Monday, April 02, 2007

BHRN Resolution on Cancellation of Haiti's Debt

In an earlier post, I indicated my intention to begin blogging on the work that groups such as the Bahamas Human Rights Network (BHRN) are doing to address the injustices faced by Haitians and Haitian-Bahamians in the Bahamas. Due to final exams and other pressing end of the semester business, I've not yet gotten around to that. Nevertheless, the pursuit of justice for Haitians and Haitian-Bahamians marches on and now it looks like I need to quickly post a few things or risk being left behind.

Below is a copy of the resolution that was passed at our last meeting, which I hope is self explanatory. Momentarily, I'll also post a copy of the press release that was issued on this topic. Maybe in another week or so, school stuff will slow down enough for me to be able to give a detailed overview of what BHRN is all about as well as some of the exciting initiatives they have in the works to address Haitian rights issues in the Bahamas.
Statement on Cancellation of Haiti’s Multilateral Debt
Issued by the Bahamas Human Rights Network
21 March 2007

The Bahamas Human Rights Network (BHRN) calls upon the Inter-American Development Bank (IDB), the International Monetary Fund (IMF), the World Bank, and other lenders to immediately and completely cancel Haiti’s debts to their respective institutions. Likewise, BHRN calls upon the Bahamian government to exercise its international influence on Haiti’s lenders to facilitate immediate and complete debt relief.

In September 2006, the IMF gave much needed debt relief for Haiti by approving it for participation in its Heavily Indebted Poor Countries Initiative (HIPC) program that would also apply to its World Bank debt. This HIPC is a process contingent on Haiti’s compliance with specific conditions that will take at least until 2009 to complete. Similarly, this past weekend the Board of Governors of the IDB approved 100% debt relief for Haiti, contingent upon their compliance with the HIPC.
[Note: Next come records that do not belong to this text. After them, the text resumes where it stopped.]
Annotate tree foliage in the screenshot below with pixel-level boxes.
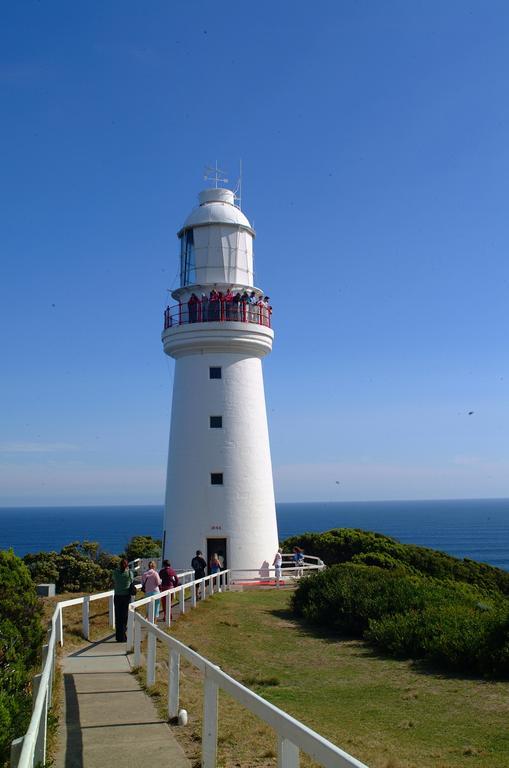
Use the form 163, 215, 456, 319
0, 550, 44, 763
124, 535, 162, 561
23, 541, 119, 594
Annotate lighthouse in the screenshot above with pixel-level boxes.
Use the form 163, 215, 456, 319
161, 186, 279, 575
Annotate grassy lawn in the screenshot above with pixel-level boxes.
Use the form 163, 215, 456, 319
136, 588, 509, 768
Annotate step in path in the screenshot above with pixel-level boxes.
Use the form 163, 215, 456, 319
54, 634, 191, 768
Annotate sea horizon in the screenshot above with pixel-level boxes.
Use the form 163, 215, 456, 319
1, 497, 508, 571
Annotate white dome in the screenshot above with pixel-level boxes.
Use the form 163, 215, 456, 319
179, 188, 254, 235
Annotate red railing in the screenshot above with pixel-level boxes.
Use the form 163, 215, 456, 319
163, 298, 272, 330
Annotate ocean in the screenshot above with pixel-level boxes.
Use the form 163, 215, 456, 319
1, 498, 508, 571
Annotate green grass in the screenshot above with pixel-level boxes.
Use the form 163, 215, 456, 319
142, 588, 509, 768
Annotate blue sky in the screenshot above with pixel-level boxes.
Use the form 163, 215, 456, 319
1, 1, 508, 506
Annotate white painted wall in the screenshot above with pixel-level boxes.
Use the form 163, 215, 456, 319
163, 348, 278, 572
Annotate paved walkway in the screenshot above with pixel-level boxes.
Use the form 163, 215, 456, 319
54, 635, 191, 768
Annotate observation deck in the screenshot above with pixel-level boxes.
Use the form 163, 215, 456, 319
161, 296, 274, 359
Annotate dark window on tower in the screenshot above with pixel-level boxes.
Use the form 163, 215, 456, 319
209, 367, 222, 379
210, 416, 223, 429
180, 229, 195, 287
211, 473, 223, 485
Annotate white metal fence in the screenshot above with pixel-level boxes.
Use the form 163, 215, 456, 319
131, 605, 369, 768
11, 559, 368, 768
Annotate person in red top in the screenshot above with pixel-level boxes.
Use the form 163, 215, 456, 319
159, 559, 179, 621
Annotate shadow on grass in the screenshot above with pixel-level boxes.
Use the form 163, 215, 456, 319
268, 607, 499, 684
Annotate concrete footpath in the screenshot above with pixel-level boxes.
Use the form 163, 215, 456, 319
54, 635, 191, 768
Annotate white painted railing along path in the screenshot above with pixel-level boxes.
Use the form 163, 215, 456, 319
132, 606, 369, 768
9, 566, 191, 768
12, 558, 367, 768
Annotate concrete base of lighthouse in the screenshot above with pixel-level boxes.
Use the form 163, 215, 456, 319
162, 322, 279, 575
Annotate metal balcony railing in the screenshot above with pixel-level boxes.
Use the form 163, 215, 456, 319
163, 297, 272, 330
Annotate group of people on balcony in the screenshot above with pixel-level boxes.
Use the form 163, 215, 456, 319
164, 289, 272, 328
188, 289, 272, 325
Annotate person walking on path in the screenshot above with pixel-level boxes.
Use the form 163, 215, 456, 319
112, 558, 134, 642
142, 560, 162, 621
209, 553, 221, 574
191, 550, 207, 598
159, 559, 179, 621
273, 549, 283, 585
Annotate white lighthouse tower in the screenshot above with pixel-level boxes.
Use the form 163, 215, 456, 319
161, 185, 279, 575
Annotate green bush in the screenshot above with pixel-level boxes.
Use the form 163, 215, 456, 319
291, 563, 509, 678
0, 550, 44, 764
24, 540, 117, 594
283, 528, 509, 596
124, 535, 162, 561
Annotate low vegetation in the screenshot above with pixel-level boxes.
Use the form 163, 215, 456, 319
0, 550, 44, 765
22, 534, 162, 593
283, 528, 509, 595
284, 529, 509, 678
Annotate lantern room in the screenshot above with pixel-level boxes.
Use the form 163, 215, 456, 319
177, 188, 255, 289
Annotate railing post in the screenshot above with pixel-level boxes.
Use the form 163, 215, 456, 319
146, 629, 156, 687
32, 673, 42, 710
56, 605, 63, 646
165, 592, 172, 627
168, 649, 180, 718
34, 686, 48, 766
42, 643, 49, 665
180, 586, 185, 615
202, 670, 218, 768
191, 583, 197, 608
10, 737, 24, 768
109, 593, 115, 629
148, 600, 155, 624
127, 607, 135, 649
82, 596, 90, 641
134, 617, 142, 667
278, 736, 299, 768
209, 577, 214, 597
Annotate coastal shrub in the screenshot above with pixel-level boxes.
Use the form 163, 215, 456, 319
291, 563, 509, 677
0, 550, 44, 763
124, 535, 162, 561
282, 528, 509, 596
24, 540, 117, 593
367, 601, 509, 677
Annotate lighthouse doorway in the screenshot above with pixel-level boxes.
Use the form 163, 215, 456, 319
207, 538, 227, 571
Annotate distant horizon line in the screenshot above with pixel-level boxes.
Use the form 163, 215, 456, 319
0, 496, 508, 510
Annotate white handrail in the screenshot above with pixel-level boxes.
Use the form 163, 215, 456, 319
132, 611, 369, 768
12, 559, 323, 767
11, 570, 226, 767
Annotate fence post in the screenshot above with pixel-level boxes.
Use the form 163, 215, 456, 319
180, 586, 185, 615
109, 593, 115, 629
82, 596, 90, 641
10, 737, 24, 768
134, 617, 142, 667
57, 605, 63, 646
191, 583, 196, 608
34, 686, 48, 766
127, 608, 134, 651
277, 736, 299, 768
168, 649, 180, 718
42, 643, 49, 665
146, 629, 156, 687
32, 672, 42, 710
209, 577, 214, 597
202, 670, 218, 768
165, 592, 172, 627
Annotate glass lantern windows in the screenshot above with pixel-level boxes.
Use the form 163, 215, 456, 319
180, 229, 195, 287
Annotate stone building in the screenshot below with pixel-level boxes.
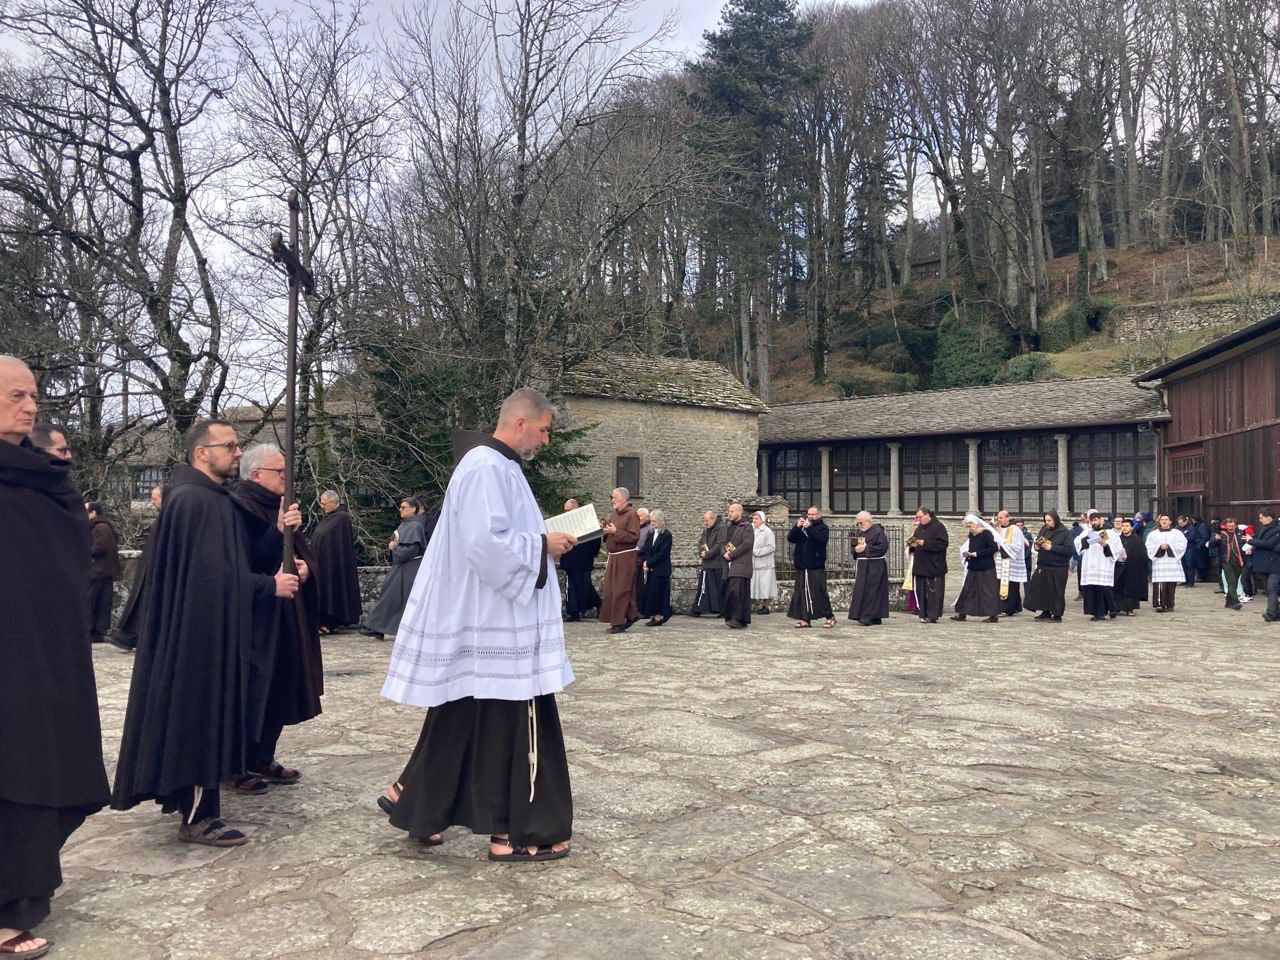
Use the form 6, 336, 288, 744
560, 357, 766, 555
758, 376, 1169, 520
1137, 310, 1280, 519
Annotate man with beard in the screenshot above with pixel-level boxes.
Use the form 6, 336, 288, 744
720, 502, 755, 629
558, 498, 601, 622
108, 485, 165, 653
908, 507, 948, 623
311, 490, 362, 634
691, 509, 726, 616
381, 388, 577, 863
994, 509, 1028, 616
1025, 511, 1073, 621
230, 444, 323, 787
1076, 510, 1126, 621
85, 501, 121, 643
598, 487, 641, 634
1146, 514, 1188, 613
112, 419, 300, 846
787, 506, 834, 628
1112, 516, 1150, 616
0, 356, 109, 959
847, 511, 890, 626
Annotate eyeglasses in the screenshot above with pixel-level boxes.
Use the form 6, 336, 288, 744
257, 467, 286, 475
200, 441, 242, 452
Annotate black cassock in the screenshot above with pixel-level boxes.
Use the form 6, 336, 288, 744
1113, 532, 1151, 612
0, 438, 109, 930
230, 480, 324, 752
310, 504, 363, 629
559, 536, 602, 618
848, 523, 890, 623
111, 485, 172, 650
112, 465, 277, 812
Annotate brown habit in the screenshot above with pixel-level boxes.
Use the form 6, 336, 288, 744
599, 504, 641, 626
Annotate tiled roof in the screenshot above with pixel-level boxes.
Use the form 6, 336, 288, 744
562, 356, 767, 413
760, 376, 1168, 444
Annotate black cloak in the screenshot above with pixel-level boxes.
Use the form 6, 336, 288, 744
230, 480, 324, 732
0, 437, 110, 811
111, 465, 278, 810
848, 522, 890, 622
311, 504, 363, 628
1113, 531, 1151, 602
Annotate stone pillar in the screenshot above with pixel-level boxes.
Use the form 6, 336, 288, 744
819, 445, 833, 514
887, 441, 902, 516
966, 438, 980, 514
1055, 433, 1070, 514
758, 449, 770, 497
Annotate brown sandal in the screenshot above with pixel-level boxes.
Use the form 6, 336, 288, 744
0, 931, 49, 959
487, 835, 568, 863
178, 817, 249, 847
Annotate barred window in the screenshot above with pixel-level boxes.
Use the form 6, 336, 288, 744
767, 447, 821, 512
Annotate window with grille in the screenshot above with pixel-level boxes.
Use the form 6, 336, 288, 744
767, 447, 821, 512
830, 442, 889, 514
615, 456, 641, 498
1069, 429, 1156, 515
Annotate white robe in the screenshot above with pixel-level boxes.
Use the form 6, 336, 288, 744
381, 443, 574, 708
1074, 529, 1127, 587
1146, 528, 1188, 583
750, 525, 778, 599
996, 524, 1028, 585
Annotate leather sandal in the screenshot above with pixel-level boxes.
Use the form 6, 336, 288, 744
487, 835, 568, 863
251, 761, 301, 785
0, 932, 49, 959
178, 817, 249, 847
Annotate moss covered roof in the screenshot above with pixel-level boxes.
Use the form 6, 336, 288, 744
562, 356, 767, 413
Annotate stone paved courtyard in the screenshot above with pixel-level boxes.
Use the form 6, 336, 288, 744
45, 584, 1280, 959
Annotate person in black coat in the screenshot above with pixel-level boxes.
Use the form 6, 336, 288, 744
0, 356, 110, 956
1177, 516, 1199, 586
786, 506, 835, 628
1244, 506, 1280, 621
639, 510, 673, 625
311, 491, 363, 633
952, 515, 1000, 622
908, 507, 948, 623
1112, 517, 1151, 615
847, 512, 890, 626
85, 502, 121, 643
112, 419, 300, 848
558, 499, 602, 622
1025, 511, 1073, 621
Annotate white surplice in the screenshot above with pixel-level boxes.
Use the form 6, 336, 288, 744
381, 440, 573, 708
996, 523, 1028, 585
1145, 528, 1188, 583
1074, 528, 1127, 587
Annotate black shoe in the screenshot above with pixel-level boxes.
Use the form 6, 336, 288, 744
1109, 611, 1118, 619
1051, 615, 1063, 621
758, 607, 771, 615
1263, 613, 1277, 622
1229, 603, 1243, 611
857, 618, 875, 626
1090, 615, 1107, 621
927, 617, 938, 623
727, 621, 746, 629
607, 625, 628, 634
1033, 612, 1051, 621
689, 611, 702, 617
564, 614, 581, 623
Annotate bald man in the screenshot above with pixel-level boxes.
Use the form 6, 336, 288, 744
599, 487, 642, 634
0, 356, 109, 955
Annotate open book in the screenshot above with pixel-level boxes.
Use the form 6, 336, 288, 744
544, 503, 604, 541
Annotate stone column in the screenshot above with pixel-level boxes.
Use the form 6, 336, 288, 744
887, 441, 902, 516
966, 438, 980, 514
1055, 433, 1070, 514
758, 449, 770, 497
818, 445, 833, 514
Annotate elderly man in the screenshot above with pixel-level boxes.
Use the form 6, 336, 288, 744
230, 444, 322, 789
113, 418, 300, 847
559, 498, 601, 622
691, 509, 727, 616
994, 509, 1028, 616
721, 502, 755, 629
599, 487, 641, 634
0, 356, 109, 958
85, 501, 122, 643
381, 388, 577, 863
848, 510, 890, 626
29, 421, 71, 461
311, 489, 362, 634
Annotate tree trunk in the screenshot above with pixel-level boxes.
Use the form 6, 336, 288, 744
753, 273, 772, 403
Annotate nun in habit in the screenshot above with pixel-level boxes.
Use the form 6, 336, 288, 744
952, 514, 1001, 622
363, 497, 428, 639
749, 512, 778, 614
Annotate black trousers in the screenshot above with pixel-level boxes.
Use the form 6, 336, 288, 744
0, 799, 87, 931
1081, 584, 1116, 617
250, 720, 286, 770
1000, 581, 1023, 615
87, 577, 114, 641
913, 575, 944, 621
390, 696, 572, 848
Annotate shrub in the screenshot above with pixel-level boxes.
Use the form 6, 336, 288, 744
931, 315, 1011, 388
870, 341, 913, 372
995, 352, 1058, 384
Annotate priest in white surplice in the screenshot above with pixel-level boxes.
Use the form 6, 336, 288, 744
995, 509, 1028, 616
1146, 513, 1188, 613
1074, 510, 1127, 621
380, 388, 578, 863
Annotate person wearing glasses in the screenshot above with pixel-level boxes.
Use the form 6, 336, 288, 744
112, 418, 301, 848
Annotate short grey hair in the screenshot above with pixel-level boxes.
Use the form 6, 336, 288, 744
855, 510, 873, 522
498, 387, 556, 426
650, 509, 666, 525
636, 506, 650, 519
240, 442, 283, 479
613, 487, 629, 500
320, 489, 340, 504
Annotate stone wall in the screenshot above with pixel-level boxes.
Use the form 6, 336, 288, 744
1112, 293, 1280, 342
561, 395, 761, 558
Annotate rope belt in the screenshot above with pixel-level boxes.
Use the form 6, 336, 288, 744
607, 548, 639, 557
527, 699, 539, 803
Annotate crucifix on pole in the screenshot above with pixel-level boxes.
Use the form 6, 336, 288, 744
270, 188, 316, 572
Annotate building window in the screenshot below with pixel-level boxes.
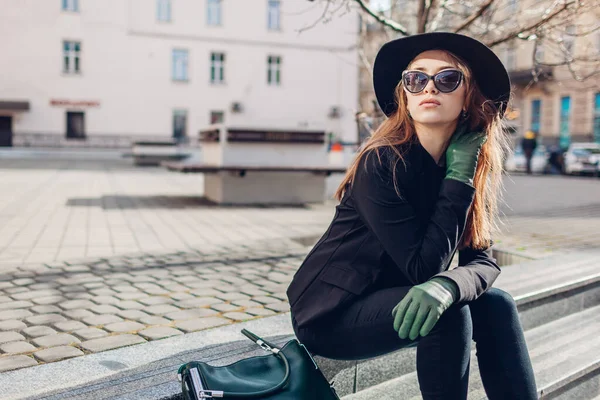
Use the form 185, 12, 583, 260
62, 0, 79, 12
207, 0, 222, 26
594, 93, 600, 144
172, 49, 189, 82
267, 55, 281, 86
63, 41, 81, 74
559, 96, 571, 149
530, 99, 541, 134
210, 111, 224, 124
66, 111, 85, 139
268, 0, 281, 30
157, 0, 171, 22
173, 110, 188, 142
210, 52, 225, 84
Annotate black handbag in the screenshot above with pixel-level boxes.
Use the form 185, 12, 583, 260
178, 329, 340, 399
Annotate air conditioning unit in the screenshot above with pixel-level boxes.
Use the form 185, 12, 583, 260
328, 106, 341, 119
231, 102, 243, 113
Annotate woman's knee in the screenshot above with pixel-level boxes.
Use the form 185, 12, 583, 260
476, 287, 518, 315
432, 302, 472, 334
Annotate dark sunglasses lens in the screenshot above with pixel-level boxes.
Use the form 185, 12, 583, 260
403, 72, 428, 93
435, 70, 461, 92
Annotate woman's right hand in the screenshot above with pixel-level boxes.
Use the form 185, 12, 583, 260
445, 123, 487, 187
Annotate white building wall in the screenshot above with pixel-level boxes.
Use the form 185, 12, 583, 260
0, 0, 359, 147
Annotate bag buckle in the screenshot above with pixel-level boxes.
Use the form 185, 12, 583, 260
197, 390, 224, 398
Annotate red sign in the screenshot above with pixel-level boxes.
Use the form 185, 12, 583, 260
50, 99, 100, 107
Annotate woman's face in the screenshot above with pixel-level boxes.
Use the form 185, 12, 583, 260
403, 50, 467, 126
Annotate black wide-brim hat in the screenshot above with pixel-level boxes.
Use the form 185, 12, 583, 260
373, 32, 511, 117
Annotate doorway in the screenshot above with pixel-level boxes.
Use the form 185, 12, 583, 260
0, 116, 12, 147
66, 111, 86, 139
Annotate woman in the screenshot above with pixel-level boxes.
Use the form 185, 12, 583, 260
286, 33, 538, 399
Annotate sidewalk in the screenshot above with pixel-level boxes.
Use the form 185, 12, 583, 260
0, 156, 599, 398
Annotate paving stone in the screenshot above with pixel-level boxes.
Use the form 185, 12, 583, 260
161, 284, 190, 292
222, 312, 256, 321
80, 334, 146, 352
113, 285, 143, 293
25, 313, 67, 325
116, 309, 150, 320
210, 303, 242, 313
0, 331, 26, 344
31, 295, 65, 305
174, 317, 231, 333
0, 355, 38, 372
0, 295, 11, 303
0, 341, 37, 354
239, 287, 270, 296
64, 292, 94, 300
12, 278, 35, 286
231, 299, 264, 308
264, 302, 290, 312
139, 316, 171, 325
0, 283, 14, 290
113, 300, 144, 310
34, 346, 84, 362
22, 326, 57, 338
268, 292, 288, 301
63, 309, 95, 320
252, 296, 277, 305
90, 288, 118, 296
266, 272, 292, 283
0, 309, 33, 321
0, 300, 34, 311
33, 333, 81, 347
83, 282, 106, 289
169, 292, 196, 301
165, 309, 219, 321
245, 308, 278, 317
90, 305, 121, 314
104, 321, 146, 333
12, 290, 61, 300
0, 320, 27, 332
179, 297, 222, 308
59, 299, 96, 310
144, 304, 180, 316
83, 314, 124, 326
137, 297, 173, 306
30, 305, 62, 314
73, 328, 108, 340
53, 320, 87, 332
115, 292, 149, 301
188, 288, 225, 297
138, 327, 183, 340
140, 286, 171, 295
91, 295, 121, 305
4, 287, 28, 295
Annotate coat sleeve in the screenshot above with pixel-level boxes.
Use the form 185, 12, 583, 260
351, 149, 476, 285
432, 244, 501, 303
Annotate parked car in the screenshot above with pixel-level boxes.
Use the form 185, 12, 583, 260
505, 144, 548, 174
563, 143, 600, 176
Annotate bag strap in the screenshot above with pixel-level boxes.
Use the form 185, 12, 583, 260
187, 329, 291, 398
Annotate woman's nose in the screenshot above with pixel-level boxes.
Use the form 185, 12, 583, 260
424, 78, 438, 94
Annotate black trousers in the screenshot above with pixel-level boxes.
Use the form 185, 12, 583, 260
292, 286, 538, 400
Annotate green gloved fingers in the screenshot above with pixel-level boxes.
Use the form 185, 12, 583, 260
445, 123, 488, 187
392, 278, 458, 341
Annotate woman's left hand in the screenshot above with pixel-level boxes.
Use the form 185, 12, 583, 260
392, 278, 458, 340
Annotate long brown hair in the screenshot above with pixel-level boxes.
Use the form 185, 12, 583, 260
335, 51, 512, 250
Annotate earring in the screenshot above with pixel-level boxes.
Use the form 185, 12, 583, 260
461, 110, 468, 119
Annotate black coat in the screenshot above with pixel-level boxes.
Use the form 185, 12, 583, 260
286, 140, 501, 328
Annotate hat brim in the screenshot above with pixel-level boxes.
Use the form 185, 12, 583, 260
373, 32, 511, 117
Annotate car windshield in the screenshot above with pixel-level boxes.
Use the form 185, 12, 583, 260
573, 147, 600, 156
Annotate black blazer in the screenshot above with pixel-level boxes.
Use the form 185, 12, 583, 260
287, 140, 501, 328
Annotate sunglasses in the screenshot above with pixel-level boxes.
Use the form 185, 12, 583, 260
401, 69, 464, 94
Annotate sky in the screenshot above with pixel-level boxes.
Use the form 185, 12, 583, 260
368, 0, 391, 12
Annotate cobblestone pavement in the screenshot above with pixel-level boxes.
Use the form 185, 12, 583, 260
0, 237, 309, 372
0, 154, 599, 372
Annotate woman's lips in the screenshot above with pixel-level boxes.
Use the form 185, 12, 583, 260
420, 102, 440, 108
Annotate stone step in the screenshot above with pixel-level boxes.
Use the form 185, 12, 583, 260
342, 304, 600, 400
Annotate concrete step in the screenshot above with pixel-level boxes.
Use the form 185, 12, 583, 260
342, 304, 600, 400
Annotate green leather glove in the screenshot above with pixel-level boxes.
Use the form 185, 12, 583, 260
445, 123, 488, 187
392, 277, 459, 340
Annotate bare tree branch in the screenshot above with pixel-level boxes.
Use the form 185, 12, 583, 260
420, 0, 437, 33
485, 1, 575, 47
454, 0, 496, 34
352, 0, 410, 35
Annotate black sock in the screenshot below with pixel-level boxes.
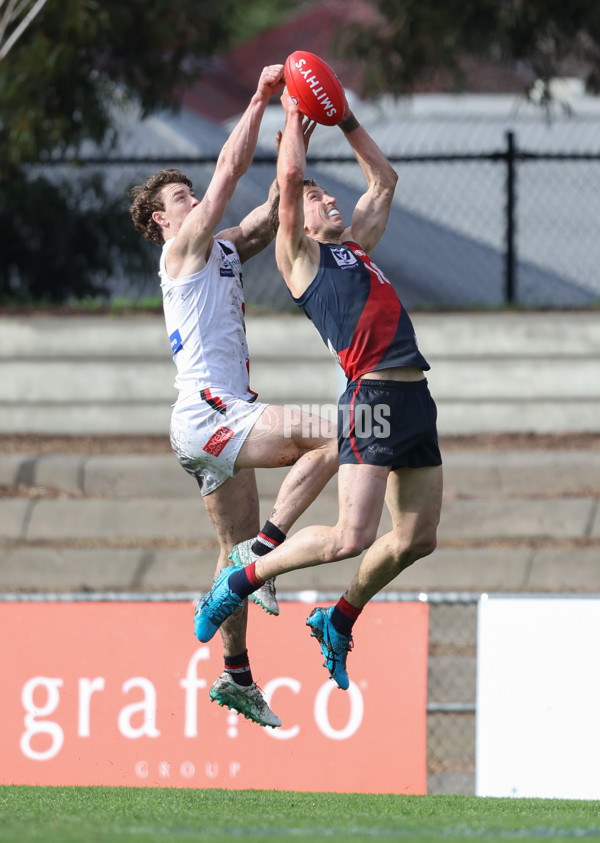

While these efforts are a step in the right direction, BHRN is concerned that Haiti’s continued economic distress over the next two or more years will have dire consequences for the Haitian people as they wait for the process under the HIPC to reach completion to become eligible for 100% cancellation. Meanwhile, Haiti will continue to pay $60 million per year to service its debt, money that would be better spent tackling Haiti’s dire health and education problems. Such economic distress can only continue to aggravate the existing social and political turmoil experienced in Haiti. BHRN believes that lack of funding to address these problems will result in the continued flight of Haitian migrants to neighboring countries such as the Dominican Republic, Turks and Caicos, the Bahamas, and the United States.

Given that approximately half of Haiti’s debt was incurred through loans made to the Duvalier regime and other dictatorships that used the funds to finance lavish lifestyles and prop up repressive regimes, BHRN believes that it is an unconscionable policy to allow the people of Haiti to continue to suffer under weight of such debt.